If, like me, you like your Africa wild, really wild, then there aren’t too many places left where you can go. African safaris these days are beset with grand and wonderful lodges replete with splendid artefacts, fantastic guides, great food, and rewarding sightings of game, but if your soul hankers for vast untrammelled landscapes, where the imprint of man is little to be seen, then there are fewer and fewer places to choose from.
So let me tell you about Tswalu. Tswalu lies on the northwestern edge of South Africa’s Northern Cape Province, right up against the Botswana border, and is technically part of the expansive Kalahari. Today there are regular direct charter flights from Johannesburg and Cape Town that make it infinitely easier to get to, so a visit could easily be fitted into a trip to almost any South African destination. Its 1,100 square kilometres of rolling Kalahari dunes and semi-arid grasslands (which makes it more than twice the size of Isle of Wight) are home to some 70 different mammals and nearly 300 different birds. It is the largest privately owned game reserve in South Africa and the 30 guests that it welcomes to its lodge and private villa have all this to themselves. For Tswalu isn’t primarily a tourist destination at all—it is fundamentally a conservation project taken on by the South African Oppenheimer family, whose stated ambition is “to restore the Kalahari to itself”.

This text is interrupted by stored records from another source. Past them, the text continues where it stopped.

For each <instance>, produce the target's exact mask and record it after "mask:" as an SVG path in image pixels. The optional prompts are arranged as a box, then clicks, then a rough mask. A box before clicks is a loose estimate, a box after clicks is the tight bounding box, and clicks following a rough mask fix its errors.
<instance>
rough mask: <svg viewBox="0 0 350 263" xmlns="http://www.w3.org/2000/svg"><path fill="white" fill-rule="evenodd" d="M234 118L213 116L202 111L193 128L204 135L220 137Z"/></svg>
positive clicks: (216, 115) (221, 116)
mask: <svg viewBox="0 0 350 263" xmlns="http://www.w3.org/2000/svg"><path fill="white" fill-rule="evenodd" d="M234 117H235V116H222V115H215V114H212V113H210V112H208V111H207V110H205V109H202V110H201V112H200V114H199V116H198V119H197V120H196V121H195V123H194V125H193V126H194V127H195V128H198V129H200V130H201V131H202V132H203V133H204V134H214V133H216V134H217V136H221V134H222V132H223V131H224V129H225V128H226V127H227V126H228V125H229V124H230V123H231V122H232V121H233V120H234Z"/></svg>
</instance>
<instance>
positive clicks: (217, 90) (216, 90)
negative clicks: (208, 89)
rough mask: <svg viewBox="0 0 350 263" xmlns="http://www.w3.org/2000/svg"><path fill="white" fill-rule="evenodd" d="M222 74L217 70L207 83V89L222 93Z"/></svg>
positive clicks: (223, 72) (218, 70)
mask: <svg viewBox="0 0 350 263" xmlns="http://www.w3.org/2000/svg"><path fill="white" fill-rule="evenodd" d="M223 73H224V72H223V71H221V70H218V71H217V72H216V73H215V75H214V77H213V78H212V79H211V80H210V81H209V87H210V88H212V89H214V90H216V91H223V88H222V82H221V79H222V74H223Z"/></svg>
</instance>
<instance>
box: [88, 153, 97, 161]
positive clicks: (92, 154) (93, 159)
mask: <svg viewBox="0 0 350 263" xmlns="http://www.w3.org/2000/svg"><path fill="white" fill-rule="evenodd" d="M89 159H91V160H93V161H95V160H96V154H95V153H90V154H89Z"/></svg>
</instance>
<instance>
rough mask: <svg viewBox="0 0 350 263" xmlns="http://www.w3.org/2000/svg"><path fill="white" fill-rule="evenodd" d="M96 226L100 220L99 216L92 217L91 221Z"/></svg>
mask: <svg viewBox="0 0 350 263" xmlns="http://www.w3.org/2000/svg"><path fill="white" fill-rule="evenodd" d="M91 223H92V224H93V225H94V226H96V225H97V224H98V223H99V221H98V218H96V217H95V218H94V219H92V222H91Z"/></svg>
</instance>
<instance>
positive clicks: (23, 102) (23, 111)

It wasn’t always so. Once in the not-so-distant past, it was a patchwork of low-grade farms mostly lived on by subsistence farmers whose land had been degraded after overgrazing by sheep, cattle, and goats. I first came to see it many years ago when the late Stephen Boler owned it. A British entrepreneur who grew to love Africa and its wildlife, he bought up the parcels of land one by one, pulled down the fences, got rid of the domestic animals and started introducing the beasts that used to roam all across it. He built some very swanky villas for tourists and kept a part of the grounds aside for hunting. It had, I thought at the time, a breathtaking splendour and, with its rim of purple-tinged, low-lying hills and mountains and its sandy, dry bushveld, a more awesome, austere beauty than the more familiar terrain of the South African Highveld or Kenya’s Maasai Mara.
Then, one sad day, Boler died suddenly of a heart attack and, as Nicky Oppenheimer told me: “I got a phone call from his solicitor saying that Stephen had said that if anything happened to him he should give me a ring. It was like blackmail beyond the grave—what else could I do but buy it?”
And so today it is in the possession of the Oppenheimer family, who are in the business of making sure that the Kalahari blooms, the wildlife flourishes, and a small tourist operation contributes something to the funds. They stopped the hunting as soon as they acquired it, demolishing buildings and purchasing more acreage, which has given them more biodiversity and even more of the spectacular Korannaberg Mountains. To the magnificent black-maned Kalahari lions, leopards, giraffes, rare black desert rhinos, bands of cheetahs, and all the smaller inhabitants of the bush, they have added Hartmann’s mountain zebras (they differ from other zebras by having no shadow stripe), and they have started breeding programmes for endangered species such as the roan and sable desert antelopes. Only elephants are missing: Tswalu was never their natural habitat and whole herds would do irreplaceable damage to the ancient shepherd’s trees that dot the land.
Tswalu means “new beginning” in the Tswana language of the Northern Cape, and it is hard to describe how different it is now from when I first laid eyes on it. Last time, it looked like real arid desert, dry, hot, and the trees and earth and wildlife all seemed to be longing for water. It was even then very beautiful, with a sense of isolation and wildness that I love, but on this occasion it lived up to its moniker as the “green Kalahari”. Wherever one looked, the grass had returned and everything was green, from the rolling hills of the Kalahari dunes to the open savannah. As a guest put it: “I felt as if I were there at the beginning of Creation.” Everywhere the animals were flourishing.
We tracked some black-maned Kalahari lions—bigger, taller, and more awesome than any others, they weigh more than 100 kilograms when fully grown (it took six men to carry a lion that had been darted to enable vets to treat it)—and came upon families of cheetahs tumbling around in the lee of the mountains. We spent a delightful early morning with a young researcher who was busy studying and habituating a clan or meerkats—they seemed entirely oblivious to us, standing on their legs to check for predators and rushing off in little groups to explore the area around their burrows.
Many Tswalu fans come time and time again—often they choose particular weeks of the year in order to study different animals. Those who long to see the hard-to-find aardvarks and pangolins, for instance, visit in winter (July and August) when it’s very cold at night and the animals start to walk around in the late afternoon. Others are intent on seeing a variety of migrating birds. Tswalu is an utterly different habitat from the better-known safari lodges that run along the border of South Africa’s Kruger National Park—it is more remote, vaster, wilder, and therein lies its allure.
It was the writer Alistair Graham who noted that “somewhere in the wastelands and their wild animals lie beautiful things, spiritual utilities that we will come to treasure more and more as the pace for life hastens and the space for life diminishes”. If you believe that, I can’t think of a better place than Tswalu to find them.